Wie ging es mit Maja weiter?


Maja zeigte zunächst ein Schonverhalten und blieb der Schule über mehrere Monate fern (Schulabsentismus). Dies stellte für sie einen Krankheitsgewinn dar, da der Schulbesuch mit massivem Stress verbunden gewesen war, den sie so vermied.

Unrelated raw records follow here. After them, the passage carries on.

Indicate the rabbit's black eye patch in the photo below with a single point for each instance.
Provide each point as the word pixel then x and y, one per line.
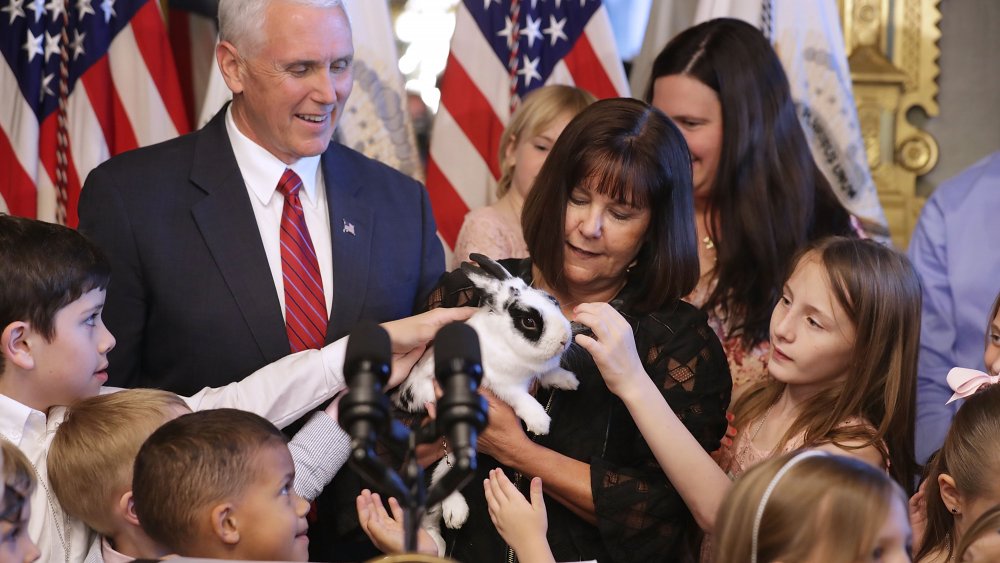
pixel 526 321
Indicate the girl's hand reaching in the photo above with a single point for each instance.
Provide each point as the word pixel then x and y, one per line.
pixel 612 346
pixel 520 523
pixel 386 531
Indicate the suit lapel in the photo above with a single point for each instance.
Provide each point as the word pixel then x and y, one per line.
pixel 351 227
pixel 227 224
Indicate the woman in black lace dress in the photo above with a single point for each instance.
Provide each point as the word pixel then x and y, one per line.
pixel 610 221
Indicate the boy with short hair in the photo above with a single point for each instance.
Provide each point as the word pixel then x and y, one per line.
pixel 92 456
pixel 53 352
pixel 218 484
pixel 90 466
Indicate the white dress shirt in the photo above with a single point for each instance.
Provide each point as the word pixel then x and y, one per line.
pixel 261 172
pixel 281 392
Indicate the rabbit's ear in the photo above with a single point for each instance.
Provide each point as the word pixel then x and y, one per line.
pixel 487 284
pixel 491 266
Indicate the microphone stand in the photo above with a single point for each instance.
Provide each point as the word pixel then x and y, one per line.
pixel 364 413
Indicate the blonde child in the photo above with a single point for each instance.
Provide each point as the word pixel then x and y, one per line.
pixel 982 541
pixel 843 354
pixel 15 510
pixel 218 485
pixel 813 506
pixel 54 346
pixel 90 467
pixel 960 485
pixel 495 230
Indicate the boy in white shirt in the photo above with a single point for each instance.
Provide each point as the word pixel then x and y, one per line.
pixel 53 352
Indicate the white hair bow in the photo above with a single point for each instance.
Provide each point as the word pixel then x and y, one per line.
pixel 965 382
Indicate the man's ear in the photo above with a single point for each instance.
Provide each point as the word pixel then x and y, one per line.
pixel 224 524
pixel 15 345
pixel 231 65
pixel 126 509
pixel 950 494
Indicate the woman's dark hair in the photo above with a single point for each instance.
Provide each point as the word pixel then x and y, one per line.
pixel 628 151
pixel 769 198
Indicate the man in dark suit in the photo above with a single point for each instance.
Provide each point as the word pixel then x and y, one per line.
pixel 199 293
pixel 191 225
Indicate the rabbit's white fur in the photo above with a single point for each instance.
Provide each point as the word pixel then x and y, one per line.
pixel 511 362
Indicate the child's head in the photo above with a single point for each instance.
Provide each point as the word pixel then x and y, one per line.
pixel 15 508
pixel 813 506
pixel 532 130
pixel 50 313
pixel 961 484
pixel 992 355
pixel 219 484
pixel 981 542
pixel 845 333
pixel 91 457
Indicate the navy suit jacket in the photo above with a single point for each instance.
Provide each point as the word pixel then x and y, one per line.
pixel 191 299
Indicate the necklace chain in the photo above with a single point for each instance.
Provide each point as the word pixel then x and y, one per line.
pixel 760 424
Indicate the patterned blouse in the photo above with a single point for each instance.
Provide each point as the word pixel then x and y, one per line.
pixel 747 365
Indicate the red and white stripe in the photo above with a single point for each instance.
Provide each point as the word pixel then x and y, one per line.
pixel 129 98
pixel 462 170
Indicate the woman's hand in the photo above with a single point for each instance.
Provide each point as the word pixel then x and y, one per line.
pixel 612 346
pixel 503 434
pixel 386 531
pixel 411 335
pixel 520 523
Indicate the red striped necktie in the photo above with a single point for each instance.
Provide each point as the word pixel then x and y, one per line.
pixel 305 307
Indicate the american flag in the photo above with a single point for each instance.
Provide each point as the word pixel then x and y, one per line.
pixel 80 81
pixel 501 50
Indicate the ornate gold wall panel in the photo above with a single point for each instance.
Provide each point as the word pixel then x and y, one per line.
pixel 892 51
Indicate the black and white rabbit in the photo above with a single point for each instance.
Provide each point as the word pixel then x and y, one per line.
pixel 522 335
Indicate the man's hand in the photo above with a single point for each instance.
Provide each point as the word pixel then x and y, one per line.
pixel 416 331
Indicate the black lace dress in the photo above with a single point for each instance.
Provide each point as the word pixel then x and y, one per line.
pixel 640 517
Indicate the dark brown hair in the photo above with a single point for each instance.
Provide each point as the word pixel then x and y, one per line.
pixel 769 198
pixel 193 462
pixel 632 153
pixel 45 267
pixel 879 291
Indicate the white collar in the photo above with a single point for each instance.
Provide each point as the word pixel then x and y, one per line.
pixel 15 418
pixel 262 170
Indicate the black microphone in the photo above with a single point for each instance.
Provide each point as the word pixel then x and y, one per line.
pixel 461 411
pixel 365 408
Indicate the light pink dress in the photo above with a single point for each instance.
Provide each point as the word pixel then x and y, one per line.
pixel 746 365
pixel 487 231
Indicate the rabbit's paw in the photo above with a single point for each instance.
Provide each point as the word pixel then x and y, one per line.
pixel 455 511
pixel 537 422
pixel 560 379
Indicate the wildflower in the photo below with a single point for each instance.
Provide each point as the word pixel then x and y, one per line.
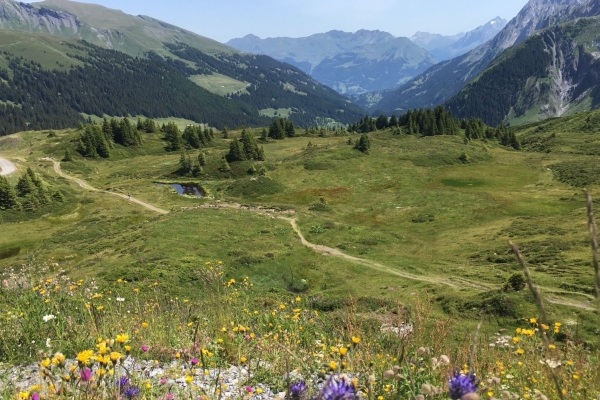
pixel 298 390
pixel 49 317
pixel 122 338
pixel 131 392
pixel 462 384
pixel 85 374
pixel 85 356
pixel 338 389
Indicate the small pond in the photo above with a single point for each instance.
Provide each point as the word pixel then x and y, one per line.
pixel 189 189
pixel 463 182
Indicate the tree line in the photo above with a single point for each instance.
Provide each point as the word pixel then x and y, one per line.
pixel 437 121
pixel 29 194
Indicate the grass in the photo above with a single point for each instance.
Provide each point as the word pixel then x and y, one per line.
pixel 220 84
pixel 411 206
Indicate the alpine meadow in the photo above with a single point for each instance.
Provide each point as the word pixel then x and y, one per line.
pixel 335 217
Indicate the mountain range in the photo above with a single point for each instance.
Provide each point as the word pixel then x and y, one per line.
pixel 443 48
pixel 244 88
pixel 444 80
pixel 366 61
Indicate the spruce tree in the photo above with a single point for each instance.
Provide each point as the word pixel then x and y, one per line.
pixel 68 157
pixel 363 144
pixel 201 160
pixel 8 195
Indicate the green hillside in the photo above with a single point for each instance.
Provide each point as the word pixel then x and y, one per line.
pixel 105 27
pixel 418 214
pixel 551 74
pixel 250 84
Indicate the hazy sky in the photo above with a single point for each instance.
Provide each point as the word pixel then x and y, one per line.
pixel 226 19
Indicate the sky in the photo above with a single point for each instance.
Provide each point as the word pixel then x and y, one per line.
pixel 223 20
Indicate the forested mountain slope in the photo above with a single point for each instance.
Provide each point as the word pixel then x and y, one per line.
pixel 444 80
pixel 554 72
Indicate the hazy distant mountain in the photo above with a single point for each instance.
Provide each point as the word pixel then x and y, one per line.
pixel 446 79
pixel 554 72
pixel 351 63
pixel 447 47
pixel 255 85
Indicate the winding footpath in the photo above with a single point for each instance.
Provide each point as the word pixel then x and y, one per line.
pixel 455 283
pixel 6 167
pixel 83 184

Weiter entwickelte sich ein Doktor-Hopping. Sie suchte immer wieder neue medizinische Fachpersonen auf, stets mit der Hoffnung, dass die nächste Person Rat weiss. Dies war nicht der Fall. Erst die Vorstellung bei einem Psychotherapeuten, ein Termin, gegen den sie sich anfangs gesträubt hatte, zeigte Wirkung. Sie erlernte einen neuen Umgang mit den Kopfschmerzen. Sie erkannte Frühwarnsignale, die sich im Vorfeld von Kopfschmerzen einstellten, woraufhin sie Entspannungsübungen durchführte. Sie lernte, dass das Schonverhalten genau das Falsche war und gab es auf. Ihr Psychotherapeut nahm ihr Leistungsdenken ins Visier und es gelang ihm, es abzumildern. Er brachte ihr neue Strategien im Umgang mit Stress bei, sodass sie der Schule nicht mehr fernbleiben musste. Sie bestand ihr Abitur auf Anhieb und studiert mittlerweile Kunstgeschichte.


Lesetipps


Krammer, S. (2022/im Druck). Psychosomatische Störungen verstehen. Ein psychologischer Selbsthilfe-Ratgeber. Kohlhammer: Stuttgart.


Autorin


Dr. phil. Sandy Krammer, LL.M.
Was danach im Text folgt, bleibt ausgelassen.